Healthcare Convention & Exhibitors Association’s 2014 Annual Meeting Addresses Ever-changing Healthcare Industry Landscape
If the standing-room only crowd in the “Healthcare Industry Trends Changing the Events Experience” session during the Healthcare Convention & Exhibitors Association’s 2014 Annual Meeting was any indication, it was obvious that top of mind for a lot of suppliers, health care corporate exhibitors and medical associations was the topsy-turvy times in their industry.
Chris Metzger, Freeman’s vice president of corporate accounts, led the session on the first full day of the meeting at the Cleveland Convention Center.
“Medical and healthcare events have had a harder road to climb after the great recession,” Metzger said.
From 2003-2008 were boon years in the industry, with a lot of blockbuster drugs hitting the marketplace. But, besides the decline of that market and the overall recession in general, the industry also has had other headwinds, including several new healthcare laws and a lot of mergers in the industry.
Not to worry, though, he added, “More growth is anticipated in 2014 and 2015.”
Randy Bauler, corporate relations and exhibits director for the American Association of Critical-care Nurses, who was in the audience at the session, said his biggest concern was “dealing with the unknown every day.”
Others agreed, pointing out how the Sunshine Act, which placed strict regulations on “gifts and payments” to healthcare providers, among other things, had now started expanding from the federal to state level.

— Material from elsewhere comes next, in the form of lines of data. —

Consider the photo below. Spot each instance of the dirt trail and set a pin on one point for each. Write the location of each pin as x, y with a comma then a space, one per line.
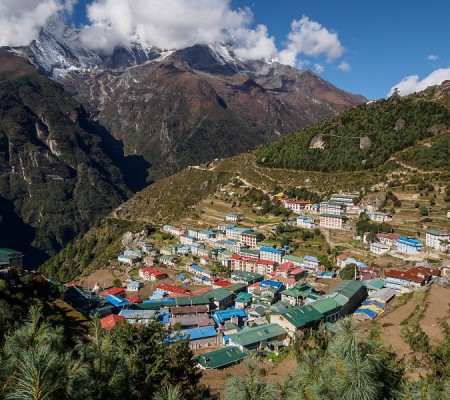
438, 308
390, 330
276, 374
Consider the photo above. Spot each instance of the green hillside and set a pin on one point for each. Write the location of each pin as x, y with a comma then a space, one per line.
363, 138
59, 171
190, 195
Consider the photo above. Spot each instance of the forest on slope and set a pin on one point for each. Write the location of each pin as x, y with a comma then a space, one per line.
364, 137
59, 171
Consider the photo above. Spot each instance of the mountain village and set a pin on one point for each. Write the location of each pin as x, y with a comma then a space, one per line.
237, 290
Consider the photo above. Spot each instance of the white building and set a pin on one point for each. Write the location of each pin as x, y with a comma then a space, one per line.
437, 240
379, 248
269, 253
174, 231
233, 217
305, 222
348, 199
295, 205
333, 221
194, 232
379, 217
235, 233
333, 207
408, 245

Metzger encouraged people to focus on the human element of their events by creating memorable experiences that touch their attendees emotionally, make networking fun and easy and to utilize technology to make the experience more customized and personable.
Even with the challenges in the industry, Mike Pennington, HCEA’s executive vice president, said the total attendance of all the medical shows on the top 50 list recently released by the organization had increased, compared with last year.
“It’s been steadily climbing,” he added.
At the HCEA annual meeting, attendance dipped some from the previous year to 430 attendees, but Pennington said one of the main reasons was there had been a lot of industry consolidation.
“(Attendance) was a little lighter than we have seen in the past, but not unexpected,” he added. “When two members merge, we lose a member.”
Education is a major focus at the annual meeting, with three days of sessions ranging from “Turning Your Clients Into Raving Fans” to “How Changing Transparency Policies Will Affect the International Attendance at Congresses.”
Another session, led by Bauler, with a panel of three medical meeting show organizers, detailed different ways associations chose to do their advance space selection.
One show started their space selection for the following year before the current year’s show, another did most of it at the actual show and the third started the process after the show.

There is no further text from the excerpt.